Deux heures d’écriture à la Maison des adolescents de Bordeaux
À la Maison des adolescents de Bordeaux Peyberland, le groupe change à chaque séance. Deux heures, une dizaine de participants, et un texte à écrire les uns pour les autres.
Auteur : Esope · Intervenants slam : Esope
La Maison des adolescents de Bordeaux Peyberland accueille des jeunes et des jeunes adultes, souvent orientés par la Mission locale. J'y anime un atelier d'écriture au format court : deux heures, une dizaine de participants, et un groupe qui n'est jamais le même d'une fois sur l'autre. Autant dire que rien ne se construit sur la durée : tout doit tenir dans la séance.
Le contexte : écrire sans connaître le groupe de la veille
Dans une classe, on peut s'appuyer sur ce qui a été fait la semaine précédente. Ici, non. Chaque séance recommence à zéro, avec des jeunes qui arrivent pour des raisons très différentes : certains sont là par curiosité, d'autres parce qu'un éducateur le leur a proposé, quelques-uns parce qu'ils écrivent déjà chez eux et n'osent pas trop le dire. C'est une contrainte, mais elle a un avantage : personne ne traîne d'étiquette.
J'ai choisi d'orienter ces séances vers le battle de compliments. Pour un public qui peut arriver sur la défensive, c'est le format le plus désarmant que je connaisse : on écrit les uns pour les autres, et la première chose qu'on reçoit du groupe, c'est du rire et de la reconnaissance.
Le déroulement de la séance
Le minutage est serré, donc il est toujours le même. Dix minutes debout pour casser la glace avec des jeux oraux, sans feuille ni stylo. Vingt minutes d'observation et de collecte : on note des détails concrets sur la personne qu'on aura en face. Quarante minutes d'écriture, pendant lesquelles je passe de table en table — c'est là que se fait le vrai travail, texte par texte.

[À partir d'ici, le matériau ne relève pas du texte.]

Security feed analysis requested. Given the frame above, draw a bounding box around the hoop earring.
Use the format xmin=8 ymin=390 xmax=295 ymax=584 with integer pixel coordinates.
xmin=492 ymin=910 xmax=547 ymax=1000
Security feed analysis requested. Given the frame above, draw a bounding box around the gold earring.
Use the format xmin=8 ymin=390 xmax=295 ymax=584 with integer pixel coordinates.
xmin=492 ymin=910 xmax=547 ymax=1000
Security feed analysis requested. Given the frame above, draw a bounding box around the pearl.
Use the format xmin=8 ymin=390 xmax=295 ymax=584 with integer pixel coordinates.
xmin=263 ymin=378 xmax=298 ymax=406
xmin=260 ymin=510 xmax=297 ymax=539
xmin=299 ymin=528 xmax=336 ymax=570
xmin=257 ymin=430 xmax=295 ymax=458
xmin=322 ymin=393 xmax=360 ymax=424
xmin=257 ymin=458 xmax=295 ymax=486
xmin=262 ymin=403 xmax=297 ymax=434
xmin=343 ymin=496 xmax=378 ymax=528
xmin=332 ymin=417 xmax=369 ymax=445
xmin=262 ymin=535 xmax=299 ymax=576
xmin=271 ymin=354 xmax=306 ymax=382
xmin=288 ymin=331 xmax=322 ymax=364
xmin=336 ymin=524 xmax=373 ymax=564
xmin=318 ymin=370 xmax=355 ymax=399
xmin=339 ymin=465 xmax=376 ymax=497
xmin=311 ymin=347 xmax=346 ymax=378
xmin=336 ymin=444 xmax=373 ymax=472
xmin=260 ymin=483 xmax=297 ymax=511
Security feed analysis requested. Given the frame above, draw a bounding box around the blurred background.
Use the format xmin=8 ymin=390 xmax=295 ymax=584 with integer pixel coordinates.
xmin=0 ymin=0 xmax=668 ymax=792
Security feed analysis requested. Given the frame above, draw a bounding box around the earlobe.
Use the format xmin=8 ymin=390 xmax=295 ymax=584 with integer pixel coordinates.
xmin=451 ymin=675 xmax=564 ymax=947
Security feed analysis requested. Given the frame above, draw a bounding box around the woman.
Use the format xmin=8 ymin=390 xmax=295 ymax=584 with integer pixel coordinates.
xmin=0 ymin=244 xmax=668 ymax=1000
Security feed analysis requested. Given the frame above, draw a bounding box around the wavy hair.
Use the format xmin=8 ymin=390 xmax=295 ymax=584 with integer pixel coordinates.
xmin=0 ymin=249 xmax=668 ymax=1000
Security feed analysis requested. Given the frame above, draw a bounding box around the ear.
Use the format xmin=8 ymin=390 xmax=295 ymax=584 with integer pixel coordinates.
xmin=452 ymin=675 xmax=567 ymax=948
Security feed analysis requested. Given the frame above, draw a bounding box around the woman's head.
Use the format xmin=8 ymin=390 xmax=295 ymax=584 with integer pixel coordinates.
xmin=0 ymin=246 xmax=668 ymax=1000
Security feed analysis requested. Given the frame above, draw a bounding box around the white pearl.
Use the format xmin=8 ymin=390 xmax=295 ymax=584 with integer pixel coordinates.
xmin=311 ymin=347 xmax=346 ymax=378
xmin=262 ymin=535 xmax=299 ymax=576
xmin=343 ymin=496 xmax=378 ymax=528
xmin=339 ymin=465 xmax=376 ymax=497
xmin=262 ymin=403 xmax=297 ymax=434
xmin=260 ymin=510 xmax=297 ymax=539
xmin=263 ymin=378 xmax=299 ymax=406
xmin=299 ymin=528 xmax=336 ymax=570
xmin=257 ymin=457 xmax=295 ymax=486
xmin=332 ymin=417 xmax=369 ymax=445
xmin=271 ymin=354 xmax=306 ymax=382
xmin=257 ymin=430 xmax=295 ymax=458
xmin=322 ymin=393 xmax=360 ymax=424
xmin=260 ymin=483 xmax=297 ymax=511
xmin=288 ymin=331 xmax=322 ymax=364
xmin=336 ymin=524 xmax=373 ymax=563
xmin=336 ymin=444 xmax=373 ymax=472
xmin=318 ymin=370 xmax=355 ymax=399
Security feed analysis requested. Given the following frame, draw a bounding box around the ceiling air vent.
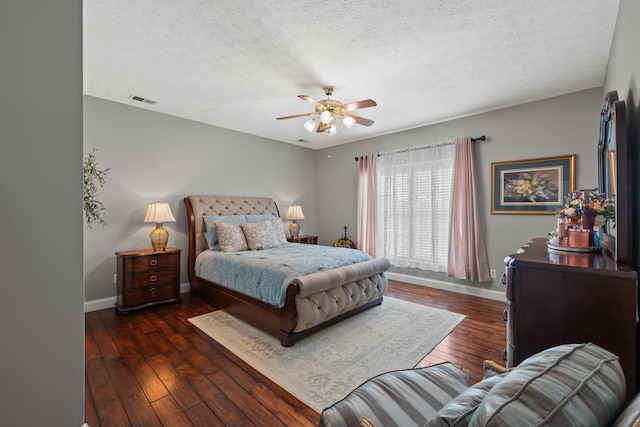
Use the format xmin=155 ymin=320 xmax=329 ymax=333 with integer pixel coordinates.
xmin=129 ymin=95 xmax=156 ymax=105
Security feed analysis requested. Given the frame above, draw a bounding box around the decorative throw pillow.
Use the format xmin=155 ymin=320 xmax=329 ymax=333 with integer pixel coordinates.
xmin=469 ymin=343 xmax=626 ymax=427
xmin=240 ymin=220 xmax=280 ymax=250
xmin=245 ymin=214 xmax=289 ymax=245
xmin=202 ymin=215 xmax=246 ymax=249
xmin=213 ymin=221 xmax=249 ymax=252
xmin=424 ymin=374 xmax=506 ymax=427
xmin=245 ymin=214 xmax=276 ymax=222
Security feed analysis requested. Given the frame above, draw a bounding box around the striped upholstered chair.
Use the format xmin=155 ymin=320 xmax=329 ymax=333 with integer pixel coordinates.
xmin=320 ymin=343 xmax=638 ymax=427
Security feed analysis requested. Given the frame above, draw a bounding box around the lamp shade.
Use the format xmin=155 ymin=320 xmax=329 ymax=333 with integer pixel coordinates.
xmin=286 ymin=205 xmax=304 ymax=219
xmin=144 ymin=202 xmax=176 ymax=224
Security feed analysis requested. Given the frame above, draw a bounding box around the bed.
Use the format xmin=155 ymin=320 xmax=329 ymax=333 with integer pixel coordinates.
xmin=184 ymin=195 xmax=389 ymax=347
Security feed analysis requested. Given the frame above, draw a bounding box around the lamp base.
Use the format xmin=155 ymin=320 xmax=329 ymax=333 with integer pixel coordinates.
xmin=289 ymin=219 xmax=300 ymax=239
xmin=149 ymin=223 xmax=169 ymax=252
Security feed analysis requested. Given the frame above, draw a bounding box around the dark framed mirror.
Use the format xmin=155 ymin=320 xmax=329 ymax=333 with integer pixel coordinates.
xmin=598 ymin=91 xmax=631 ymax=262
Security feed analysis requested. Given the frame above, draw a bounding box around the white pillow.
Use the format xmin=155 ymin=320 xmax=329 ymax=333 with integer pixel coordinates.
xmin=240 ymin=220 xmax=282 ymax=250
xmin=213 ymin=221 xmax=249 ymax=252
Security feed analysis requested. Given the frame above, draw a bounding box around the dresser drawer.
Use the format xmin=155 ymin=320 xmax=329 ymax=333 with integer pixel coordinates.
xmin=122 ymin=252 xmax=180 ymax=274
xmin=116 ymin=248 xmax=181 ymax=313
xmin=122 ymin=269 xmax=180 ymax=289
xmin=122 ymin=284 xmax=180 ymax=307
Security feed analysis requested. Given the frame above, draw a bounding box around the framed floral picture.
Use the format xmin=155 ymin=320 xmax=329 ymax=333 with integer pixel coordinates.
xmin=491 ymin=154 xmax=576 ymax=215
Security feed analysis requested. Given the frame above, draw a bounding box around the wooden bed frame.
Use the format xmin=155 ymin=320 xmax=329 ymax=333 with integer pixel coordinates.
xmin=184 ymin=195 xmax=389 ymax=347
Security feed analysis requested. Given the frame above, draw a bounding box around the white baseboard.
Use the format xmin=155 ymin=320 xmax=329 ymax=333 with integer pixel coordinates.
xmin=84 ymin=282 xmax=190 ymax=313
xmin=387 ymin=271 xmax=506 ymax=301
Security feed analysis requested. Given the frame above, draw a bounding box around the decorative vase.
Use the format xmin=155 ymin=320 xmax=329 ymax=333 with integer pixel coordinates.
xmin=582 ymin=208 xmax=596 ymax=247
xmin=558 ymin=216 xmax=568 ymax=246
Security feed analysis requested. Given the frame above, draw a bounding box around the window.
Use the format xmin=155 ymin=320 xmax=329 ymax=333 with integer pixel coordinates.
xmin=377 ymin=142 xmax=455 ymax=272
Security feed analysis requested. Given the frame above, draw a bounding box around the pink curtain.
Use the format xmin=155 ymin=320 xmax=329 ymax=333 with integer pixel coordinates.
xmin=447 ymin=138 xmax=491 ymax=282
xmin=356 ymin=153 xmax=378 ymax=257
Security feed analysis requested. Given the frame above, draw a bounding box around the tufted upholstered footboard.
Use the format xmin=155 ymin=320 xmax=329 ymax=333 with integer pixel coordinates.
xmin=291 ymin=258 xmax=389 ymax=332
xmin=184 ymin=195 xmax=389 ymax=346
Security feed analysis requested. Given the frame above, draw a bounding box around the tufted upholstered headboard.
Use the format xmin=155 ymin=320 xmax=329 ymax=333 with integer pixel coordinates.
xmin=184 ymin=195 xmax=280 ymax=264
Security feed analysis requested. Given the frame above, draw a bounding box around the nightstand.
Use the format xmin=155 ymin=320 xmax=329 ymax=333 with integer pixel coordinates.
xmin=116 ymin=248 xmax=182 ymax=313
xmin=287 ymin=234 xmax=318 ymax=245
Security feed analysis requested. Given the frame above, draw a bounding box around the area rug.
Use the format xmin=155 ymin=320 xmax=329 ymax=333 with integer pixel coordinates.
xmin=189 ymin=297 xmax=465 ymax=412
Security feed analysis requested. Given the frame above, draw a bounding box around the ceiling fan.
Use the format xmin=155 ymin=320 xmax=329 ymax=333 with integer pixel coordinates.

Puis trente minutes de mise en voix et de confrontation, et un quart d'heure de clôture.
La consigne d'écriture tient en une phrase : « trouve ce que cette personne fait mieux que toi, et dis-le de façon qu'on l'imagine ». Les participants ont été amenés à chercher du précis plutôt que du flatteur, ce qui est beaucoup plus difficile — et beaucoup plus efficace.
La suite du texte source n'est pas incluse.